Depuis plus de 20 ans, Lee et sa soeur Bessie ont coupé les ponts. Indépendante et fière, Lee élève seule ses deux garçons, dont l’ainé Hank fait des séjours en hôpital psychiatrique pour des faits de délinquance. Un jour, Lee reçoit le coup de fil de Bessie qui vient d’apprendre qu’elle est atteinte d’une leucémie et qu’elle cherche un donneur pour une greffe de moelle épinière. Lee et Hank viennent à sa rescousse..

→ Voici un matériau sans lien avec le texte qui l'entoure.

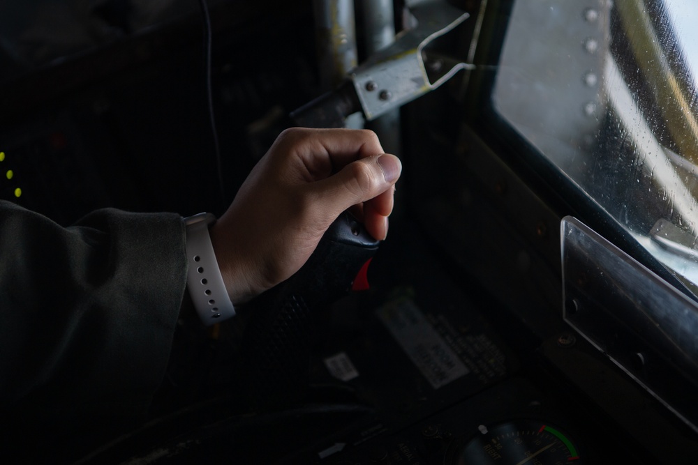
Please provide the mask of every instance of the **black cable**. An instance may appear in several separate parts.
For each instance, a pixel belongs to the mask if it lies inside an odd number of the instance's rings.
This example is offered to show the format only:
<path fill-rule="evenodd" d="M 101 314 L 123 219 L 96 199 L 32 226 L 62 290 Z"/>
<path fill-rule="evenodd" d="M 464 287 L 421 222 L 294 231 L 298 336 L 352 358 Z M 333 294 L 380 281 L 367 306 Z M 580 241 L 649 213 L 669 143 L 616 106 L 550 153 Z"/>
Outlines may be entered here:
<path fill-rule="evenodd" d="M 204 67 L 206 74 L 206 98 L 209 111 L 209 121 L 211 124 L 211 131 L 214 139 L 214 153 L 216 158 L 216 171 L 218 174 L 218 189 L 221 191 L 221 201 L 223 209 L 227 206 L 225 198 L 225 184 L 223 181 L 223 162 L 221 159 L 221 145 L 218 143 L 218 130 L 216 127 L 216 115 L 214 112 L 213 86 L 211 79 L 211 50 L 213 42 L 213 33 L 211 30 L 211 18 L 209 15 L 209 8 L 206 0 L 199 0 L 201 6 L 201 14 L 204 20 L 204 45 L 205 62 Z"/>

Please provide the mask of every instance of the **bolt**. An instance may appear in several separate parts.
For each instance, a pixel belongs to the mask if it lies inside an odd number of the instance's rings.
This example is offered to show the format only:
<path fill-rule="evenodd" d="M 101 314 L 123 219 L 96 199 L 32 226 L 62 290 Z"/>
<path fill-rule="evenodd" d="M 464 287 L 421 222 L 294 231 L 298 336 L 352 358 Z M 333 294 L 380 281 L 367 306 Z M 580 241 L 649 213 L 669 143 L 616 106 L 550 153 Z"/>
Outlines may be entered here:
<path fill-rule="evenodd" d="M 594 8 L 587 8 L 584 10 L 584 19 L 588 22 L 594 22 L 599 19 L 599 12 Z"/>

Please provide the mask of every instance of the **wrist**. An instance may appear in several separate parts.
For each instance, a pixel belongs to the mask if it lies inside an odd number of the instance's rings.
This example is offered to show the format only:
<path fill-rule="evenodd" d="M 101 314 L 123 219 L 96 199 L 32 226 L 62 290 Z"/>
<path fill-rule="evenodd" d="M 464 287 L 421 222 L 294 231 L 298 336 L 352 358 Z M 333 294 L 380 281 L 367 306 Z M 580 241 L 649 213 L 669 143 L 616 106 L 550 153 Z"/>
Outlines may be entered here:
<path fill-rule="evenodd" d="M 199 213 L 184 220 L 187 289 L 195 310 L 206 325 L 235 314 L 211 241 L 209 227 L 215 221 L 211 213 Z"/>

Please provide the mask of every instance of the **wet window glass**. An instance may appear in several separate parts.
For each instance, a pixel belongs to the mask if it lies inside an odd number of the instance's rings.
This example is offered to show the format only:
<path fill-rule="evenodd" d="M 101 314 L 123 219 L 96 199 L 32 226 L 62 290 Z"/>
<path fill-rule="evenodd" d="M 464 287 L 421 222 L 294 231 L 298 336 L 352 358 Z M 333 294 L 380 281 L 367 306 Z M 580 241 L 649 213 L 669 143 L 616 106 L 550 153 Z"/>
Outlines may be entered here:
<path fill-rule="evenodd" d="M 692 283 L 696 24 L 694 0 L 519 0 L 493 93 L 523 137 Z"/>

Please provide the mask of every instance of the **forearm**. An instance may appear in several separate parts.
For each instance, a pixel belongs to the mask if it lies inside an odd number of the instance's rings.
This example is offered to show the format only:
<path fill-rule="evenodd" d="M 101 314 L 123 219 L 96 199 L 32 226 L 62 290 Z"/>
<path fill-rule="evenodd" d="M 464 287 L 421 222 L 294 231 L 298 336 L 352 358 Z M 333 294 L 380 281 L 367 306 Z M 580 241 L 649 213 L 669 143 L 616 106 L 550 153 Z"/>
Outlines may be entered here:
<path fill-rule="evenodd" d="M 146 407 L 170 354 L 184 247 L 174 214 L 103 210 L 62 228 L 0 202 L 3 404 L 38 400 L 75 415 Z"/>

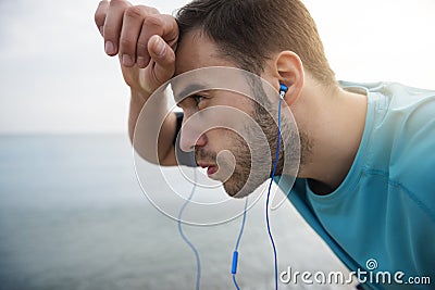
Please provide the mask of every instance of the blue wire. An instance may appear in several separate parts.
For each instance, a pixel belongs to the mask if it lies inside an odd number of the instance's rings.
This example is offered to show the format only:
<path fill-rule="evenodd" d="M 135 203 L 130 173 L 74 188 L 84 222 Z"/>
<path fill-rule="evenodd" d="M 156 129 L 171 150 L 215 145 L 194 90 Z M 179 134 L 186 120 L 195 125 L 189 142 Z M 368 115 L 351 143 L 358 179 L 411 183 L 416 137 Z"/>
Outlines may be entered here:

Le dramaturge Scott Mac Pherson a écrit ce texte pour le théâtre avant de l’adapter pour un scénario de long métrage. On sent d’ailleurs très franchement ce passage de la scène à l’écran, surtout parce que le réalisateur allemand Jerry Zaks dont c’est le premier (et seul long métrage) encore à ce jour ne sait clairement pas comment dynamiser cette intrigue de rapports houleux entre deux soeurs fâchées et réunies pour des raisons « médicales »: elles reviennent sur leur passé, dissèquent l’origine de leurs disputes, tentent de renouer un dialogue à défaut de liens très forts. Simples Secrets ne sort jamais du pesant postulat de départ: celui d’un psychodrame familial ne brillant pas par son originalité ni même son traitement. Les malentendus entre les deux femmes se sont répercutés sur les relations entre Lee et son fils adolescent à problèmes, tandis que Bessie, la seconde, n’a plus que son père agonisant et une vieille tante à moitié sénile comme seuls compagnons du quotidiens. Hélas, ce qui fonctionne sûrement dans une pièce de théâtre coince quelque peu au cinéma, surtout en l’absence d’une vraie vision et d’un point de vue pertinent. Du coup, Simples Secrets ne repose que sur une multitude de scènes où la charge lacrymale pèse une tonne (à moins d’avoir le coeur définitivement sec, les larmes peuvent nous monter aux yeux) et sur la réunion d’un casting en or massif!
Dans l’un de ses premiers rôles d’ado rebelle et encore gracile, à quelques encablures de Titanic, Leonardo Di Caprio incarne le jeune homme buté, refusant d’abord d’aider sa tante pour être son donneur de moêlle, et son jeu apparait déjà affirmé. Robert de Niro tient un petit temps de présence en médecin annonciateur de mauvaises nouvelles. Et c’est surtout le tandem féminin qui tire le film vers le haut: Meryl Streep/Diane Keaton: deux actrices exceptionnelles qui n’avaient jamais tourné ensemble et qui rendent ces deux soeurs forcément émouvantes. Rien que pour elles, cette oeuvre bien banale peut justifier une vision.
ANNEE DE PRODUCTION 1996.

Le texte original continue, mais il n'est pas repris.